Es por estos poderosos motivos que todo aquello que acontezca en el ámbito de la Iglesia no puede dejar de interesar, ocupar y hasta conmover al conjunto de la población paraguaya. Desafortunadamente, una serie de hechos poco felices registrados al interior de la Iglesia en los últimos diez años –especialmente en su ámbito jerárquico– vino a sembrar el desconcierto entre los fieles y a menoscabar la credibilidad de esta apreciada institución.
No es necesario, ni mucho menos deseable, ahondar en el exhaustivo detalle de los malos ejemplos que cundieron entre el Episcopado en la década pasada. Así de poco edificantes fueron las conductas.
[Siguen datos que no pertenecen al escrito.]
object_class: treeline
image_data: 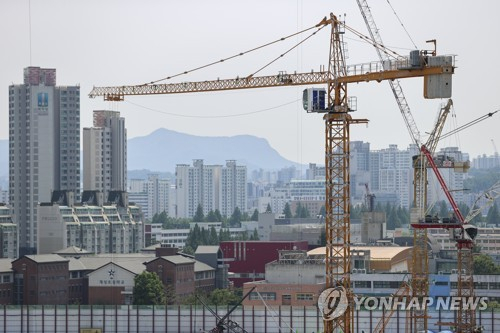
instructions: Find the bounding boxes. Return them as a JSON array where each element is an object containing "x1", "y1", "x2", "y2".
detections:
[
  {"x1": 151, "y1": 204, "x2": 259, "y2": 229},
  {"x1": 182, "y1": 224, "x2": 259, "y2": 255}
]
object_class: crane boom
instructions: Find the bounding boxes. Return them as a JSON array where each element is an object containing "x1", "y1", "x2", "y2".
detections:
[{"x1": 89, "y1": 59, "x2": 453, "y2": 101}]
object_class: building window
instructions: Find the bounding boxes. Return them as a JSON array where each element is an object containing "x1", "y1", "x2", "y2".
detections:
[
  {"x1": 249, "y1": 292, "x2": 276, "y2": 301},
  {"x1": 296, "y1": 293, "x2": 313, "y2": 301}
]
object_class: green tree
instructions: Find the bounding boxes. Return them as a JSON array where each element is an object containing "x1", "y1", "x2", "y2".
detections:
[
  {"x1": 486, "y1": 202, "x2": 500, "y2": 225},
  {"x1": 214, "y1": 209, "x2": 223, "y2": 222},
  {"x1": 294, "y1": 203, "x2": 310, "y2": 218},
  {"x1": 185, "y1": 224, "x2": 202, "y2": 249},
  {"x1": 458, "y1": 203, "x2": 470, "y2": 219},
  {"x1": 193, "y1": 204, "x2": 205, "y2": 222},
  {"x1": 438, "y1": 201, "x2": 449, "y2": 218},
  {"x1": 387, "y1": 206, "x2": 401, "y2": 230},
  {"x1": 318, "y1": 227, "x2": 326, "y2": 246},
  {"x1": 206, "y1": 210, "x2": 217, "y2": 222},
  {"x1": 250, "y1": 209, "x2": 259, "y2": 221},
  {"x1": 265, "y1": 203, "x2": 272, "y2": 213},
  {"x1": 209, "y1": 226, "x2": 219, "y2": 245},
  {"x1": 182, "y1": 245, "x2": 195, "y2": 256},
  {"x1": 350, "y1": 204, "x2": 362, "y2": 219},
  {"x1": 318, "y1": 205, "x2": 326, "y2": 218},
  {"x1": 133, "y1": 271, "x2": 166, "y2": 305},
  {"x1": 473, "y1": 253, "x2": 500, "y2": 274},
  {"x1": 283, "y1": 203, "x2": 292, "y2": 218},
  {"x1": 218, "y1": 228, "x2": 231, "y2": 242},
  {"x1": 209, "y1": 288, "x2": 242, "y2": 306},
  {"x1": 229, "y1": 207, "x2": 242, "y2": 227},
  {"x1": 249, "y1": 228, "x2": 259, "y2": 240}
]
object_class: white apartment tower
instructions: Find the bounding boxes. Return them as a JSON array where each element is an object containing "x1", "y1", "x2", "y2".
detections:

Pero los escándalos estuvieron al orden del día y fueron de público conocimiento.
Sin embargo, dado el enorme legado y el necesario aporte que la Iglesia Católica aún puede y debe brindar a la sociedad nacional, es de esperar que la decisiva renovación de su liderazgo, emprendida con sabiduría por el papa Francisco, logre recuperar el indispensable capital de credibilidad que nunca debió haber sido tan lamentablemente afectado.
Es necesario recuperar y revalorizar la noble herencia entregada a los paraguayos por aquellas figuras señeras de la Iglesia, como Juan Sinforiano Bogarín, Hermenegildo Roa, Ismael Rolón Silvero y Ramón Bogarín Argaña, que tantas virtudes y valores transmitieron a generaciones enteras de compatriotas, enriqueciendo notablemente la geografía humana de esta Nación.
La reciente designación de nuevos obispos en Asunción, San Pedro, Concepción, Encarnación y Alto Paraná, apunta a la renovación de una jerarquía que necesita redoblar su compromiso con la decidida elevación ética de la Patria y con el saneamiento de su muy deteriorado tejido social. En esta impostergable y necesaria tarea, es aún mucho lo que puede y debe aportar la Iglesia Católica. Sin embargo, para influir en el resto de la sociedad es menester que ella conquiste primeramente su plena y decisiva recuperación moral.